Cette vision d’arabisme assumée est en quelque sorte résumée dans le logo d’Al Jazeera calligraphié en arabe sous forme de larme. Il veut dire « l’île » ou « la péninsule » car comme l’explique le président de la chaîne, cheikh Hamad ben Thamer al-Thani, le Qatar fait partie intégrante de la péninsule arabique. Ses combats et ses ambitions sont aussi ceux de la chaîne présente dans chacune des histoires racontées.45

Fig. 5 Logo d’Al Jazeera avec le slogan de la chaîne « L’opinion, et l’opinion opposée »

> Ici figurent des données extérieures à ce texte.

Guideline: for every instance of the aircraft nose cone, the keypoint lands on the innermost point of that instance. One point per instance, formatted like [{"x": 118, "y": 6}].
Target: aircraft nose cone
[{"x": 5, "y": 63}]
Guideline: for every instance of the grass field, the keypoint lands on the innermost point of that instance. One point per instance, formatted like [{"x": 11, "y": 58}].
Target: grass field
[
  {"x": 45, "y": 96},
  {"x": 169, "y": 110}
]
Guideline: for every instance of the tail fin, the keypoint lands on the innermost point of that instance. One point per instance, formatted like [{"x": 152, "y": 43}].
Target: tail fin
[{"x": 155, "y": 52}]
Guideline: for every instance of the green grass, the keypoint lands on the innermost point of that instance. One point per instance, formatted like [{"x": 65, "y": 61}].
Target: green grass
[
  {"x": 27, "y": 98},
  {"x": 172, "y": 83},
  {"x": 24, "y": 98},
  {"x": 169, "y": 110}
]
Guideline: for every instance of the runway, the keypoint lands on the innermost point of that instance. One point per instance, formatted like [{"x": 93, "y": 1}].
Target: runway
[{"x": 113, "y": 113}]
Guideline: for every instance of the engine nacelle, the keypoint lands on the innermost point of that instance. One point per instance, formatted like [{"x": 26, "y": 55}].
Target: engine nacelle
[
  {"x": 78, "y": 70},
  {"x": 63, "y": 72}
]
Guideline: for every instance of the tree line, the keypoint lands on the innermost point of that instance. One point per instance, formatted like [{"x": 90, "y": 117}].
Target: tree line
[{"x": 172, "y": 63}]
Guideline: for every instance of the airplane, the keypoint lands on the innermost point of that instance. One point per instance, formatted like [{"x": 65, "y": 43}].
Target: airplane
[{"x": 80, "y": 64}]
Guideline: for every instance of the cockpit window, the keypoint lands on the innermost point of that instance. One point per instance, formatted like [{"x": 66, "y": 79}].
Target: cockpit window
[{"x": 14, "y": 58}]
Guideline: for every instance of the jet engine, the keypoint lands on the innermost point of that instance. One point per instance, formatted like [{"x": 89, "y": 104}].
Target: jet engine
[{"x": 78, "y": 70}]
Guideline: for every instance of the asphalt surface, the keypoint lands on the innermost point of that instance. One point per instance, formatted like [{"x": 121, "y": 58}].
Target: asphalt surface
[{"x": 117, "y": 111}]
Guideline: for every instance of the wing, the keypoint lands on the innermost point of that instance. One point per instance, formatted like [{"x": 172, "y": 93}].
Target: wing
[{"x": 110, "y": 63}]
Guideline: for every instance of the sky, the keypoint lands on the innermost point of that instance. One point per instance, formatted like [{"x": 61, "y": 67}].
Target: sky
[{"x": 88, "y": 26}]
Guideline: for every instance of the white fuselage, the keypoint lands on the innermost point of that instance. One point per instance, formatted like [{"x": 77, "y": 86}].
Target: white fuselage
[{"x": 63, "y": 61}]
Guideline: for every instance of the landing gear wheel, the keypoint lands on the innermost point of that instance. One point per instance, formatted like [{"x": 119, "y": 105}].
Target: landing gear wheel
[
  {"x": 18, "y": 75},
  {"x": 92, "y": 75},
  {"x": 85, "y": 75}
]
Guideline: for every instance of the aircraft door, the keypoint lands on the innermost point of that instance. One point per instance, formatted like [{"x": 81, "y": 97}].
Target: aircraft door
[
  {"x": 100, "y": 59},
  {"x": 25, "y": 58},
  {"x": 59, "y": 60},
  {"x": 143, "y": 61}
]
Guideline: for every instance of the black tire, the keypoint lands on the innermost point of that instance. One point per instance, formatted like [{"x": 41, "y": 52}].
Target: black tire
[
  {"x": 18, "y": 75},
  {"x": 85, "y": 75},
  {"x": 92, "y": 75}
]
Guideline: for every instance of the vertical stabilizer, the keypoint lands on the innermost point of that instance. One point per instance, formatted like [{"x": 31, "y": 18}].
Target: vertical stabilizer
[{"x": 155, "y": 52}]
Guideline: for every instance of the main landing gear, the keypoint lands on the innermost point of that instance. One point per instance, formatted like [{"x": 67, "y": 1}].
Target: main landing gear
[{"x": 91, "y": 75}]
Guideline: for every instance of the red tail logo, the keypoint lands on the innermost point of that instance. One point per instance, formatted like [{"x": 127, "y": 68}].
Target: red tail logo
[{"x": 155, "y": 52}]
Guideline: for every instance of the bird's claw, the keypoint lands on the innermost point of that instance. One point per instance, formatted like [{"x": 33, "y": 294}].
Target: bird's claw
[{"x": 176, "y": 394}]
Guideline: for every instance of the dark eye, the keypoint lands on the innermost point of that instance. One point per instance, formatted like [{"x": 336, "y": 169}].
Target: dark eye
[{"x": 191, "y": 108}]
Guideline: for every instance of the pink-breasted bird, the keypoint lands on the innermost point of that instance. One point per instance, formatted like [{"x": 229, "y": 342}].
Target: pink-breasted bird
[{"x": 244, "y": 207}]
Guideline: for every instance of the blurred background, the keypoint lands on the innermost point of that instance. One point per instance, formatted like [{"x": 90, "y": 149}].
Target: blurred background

Cette présence qui révèle un attachement à la culture arabe rend la chaîne complice du spectateur arabe. Al Jazeera n’est pas un observateur neutre sans voix, un narrateur omniscient qui relate simplement l’information, mais elle est un partenaire qui raconte l’histoire de l’intérieur, avec un point focal interne. Or, le slogan de la chaîne toujours en arabe en dessous du logo met le spectateur en garde contre un monopole de la parole faisant lire: « L’opinion, et l’opinion opposée ». Ensemble, le logo et le slogan racontent la destinée de la chaîne inextricablement liée aux événements qui continuent d’agiter le monde arabe.